Pornodipendenza: tanti italiani ne soffrono. Ecco i campanelli d’allarme 

Pornodipendenza: come uscirne? I consigli del dottor Marco Rossi
La pornodipendenza, una vera e propria dipendenza che ostacola la costruzione di relazioni sane, affligge oltre il 6% degli uomini italiani tra i 20 e i 45 anni. Il dottor Marco Rossi chiarisce i termini del problema, descrivendolo come una ricerca compulsiva di gratificazione attraverso il materiale pornografico, principalmente su Internet.

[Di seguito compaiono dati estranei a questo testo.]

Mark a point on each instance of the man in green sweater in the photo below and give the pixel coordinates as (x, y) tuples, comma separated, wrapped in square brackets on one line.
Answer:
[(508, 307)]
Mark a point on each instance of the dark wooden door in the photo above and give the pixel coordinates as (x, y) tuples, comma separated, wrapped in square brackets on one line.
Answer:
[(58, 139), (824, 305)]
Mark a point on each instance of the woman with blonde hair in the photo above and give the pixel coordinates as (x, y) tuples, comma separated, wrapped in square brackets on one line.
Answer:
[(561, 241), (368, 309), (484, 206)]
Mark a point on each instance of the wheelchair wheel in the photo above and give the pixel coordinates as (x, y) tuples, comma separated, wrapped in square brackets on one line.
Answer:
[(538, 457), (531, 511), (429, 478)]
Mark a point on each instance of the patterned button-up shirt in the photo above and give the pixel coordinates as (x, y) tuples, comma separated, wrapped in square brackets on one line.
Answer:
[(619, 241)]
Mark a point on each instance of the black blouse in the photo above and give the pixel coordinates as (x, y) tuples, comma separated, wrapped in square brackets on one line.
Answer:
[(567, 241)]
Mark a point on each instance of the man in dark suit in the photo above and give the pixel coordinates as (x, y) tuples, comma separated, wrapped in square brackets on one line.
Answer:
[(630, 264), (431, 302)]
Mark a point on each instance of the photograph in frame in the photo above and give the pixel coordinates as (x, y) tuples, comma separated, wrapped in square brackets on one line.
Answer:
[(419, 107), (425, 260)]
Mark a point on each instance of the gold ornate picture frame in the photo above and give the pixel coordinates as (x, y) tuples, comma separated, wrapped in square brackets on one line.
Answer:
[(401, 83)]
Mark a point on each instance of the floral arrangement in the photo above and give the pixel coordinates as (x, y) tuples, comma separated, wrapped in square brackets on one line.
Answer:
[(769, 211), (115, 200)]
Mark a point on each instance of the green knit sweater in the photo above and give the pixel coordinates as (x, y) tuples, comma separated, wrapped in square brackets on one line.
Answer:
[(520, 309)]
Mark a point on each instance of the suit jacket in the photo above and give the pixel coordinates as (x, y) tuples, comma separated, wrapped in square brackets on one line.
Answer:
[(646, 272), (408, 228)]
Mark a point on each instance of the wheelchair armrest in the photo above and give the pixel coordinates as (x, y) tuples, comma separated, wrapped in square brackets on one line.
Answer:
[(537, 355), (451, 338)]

La definizione di pornodipendenza
La pornodipendenza è caratterizzata dall’uso eccessivo di Internet per accedere a contenuti pornografici e partecipare a chat erotiche. Introdotta nel 1995 dal dottor Ivan Goldberg come Internet Addiction Disorder, è dibattuta tra chi la considera un comportamento compulsivo e chi la vede come una dipendenza vera e propria.

I sintomi e i rischi
La pornodipendenza si manifesta quando una persona trascorre dalle 5 alle 8 ore al giorno su siti porno, con gravi conseguenze sulla salute, sulle relazioni sociali e sull’economia personale. Le persone possono arrivare a compromettere il lavoro, le amicizie e la vita di coppia, spendendo somme ingenti su contenuti pornografici. La vasta offerta di pornografia online rende il problema più accessibile rispetto al passato, quando acquistare una rivista pornografica comportava una certa vergogna.

“Molte possono essere le cause che l’hanno portata a questa ‘dipendenza’: la noia, la curiosità, ma anche tante altre dinamiche legate alla persona, a esperienze passate di maltrattamenti, a vicende emotive forti, a un’immaturità affettiva e relazionale e all’incapacità di affrontare i propri vuoti – così il dottor Marco Rossi scrive sulla testata insalutenews.it.

“Il porno permette di non pensare, le tante ore passate davanti al pc sono un rifugio per allontanare i problemi che, però, ripiombano come una scure quando il pc si spegne. La realtà per un pornodipendente è quella cosa che fa stare male quando si abbandona il cyberspazio. Dopo il raggiungimento dell’orgasmo, che pone fine a vere e proprie maratone, l’individuo si sente in colpa per il suo comportamento, prova un misto di vergogna e umiliazione, si sente in debito verso il proprio partner o incapace di provare sentimenti e attrazioni vere nei confronti di una donna/uomo.

“Vorrei però chiarire quale è il campanello d’allarme. Il soggetto deve essere preoccupato se ha realmente la sensazione di non poterne fare a meno e quando mette da parte cose della sua vita per privilegiare la pornografia. In questo caso bisogna che si trovi il coraggio di ammettere che c’è qualcosa che non va, che non si può più rimandare un vero e proprio percorso di guarigione, che quelle ore passate davanti ad un pc possono essere impiegate per fare altro, per realizzare quei progetti accantonati da troppo tempo, per trovare un lavoro che le consenta di andare avanti o una partner per la vita.

Forza di volontà e aiuti dall’esterno come i forum e i gruppi di autoaiuto presenti sul web dove la possono aiutare. E soprattutto il supporto di un esperto. Chiedere aiuto necessita dell’ammissione del problema, chi chiede aiuto lo troverà, non c’è niente di cui vergognarsi”.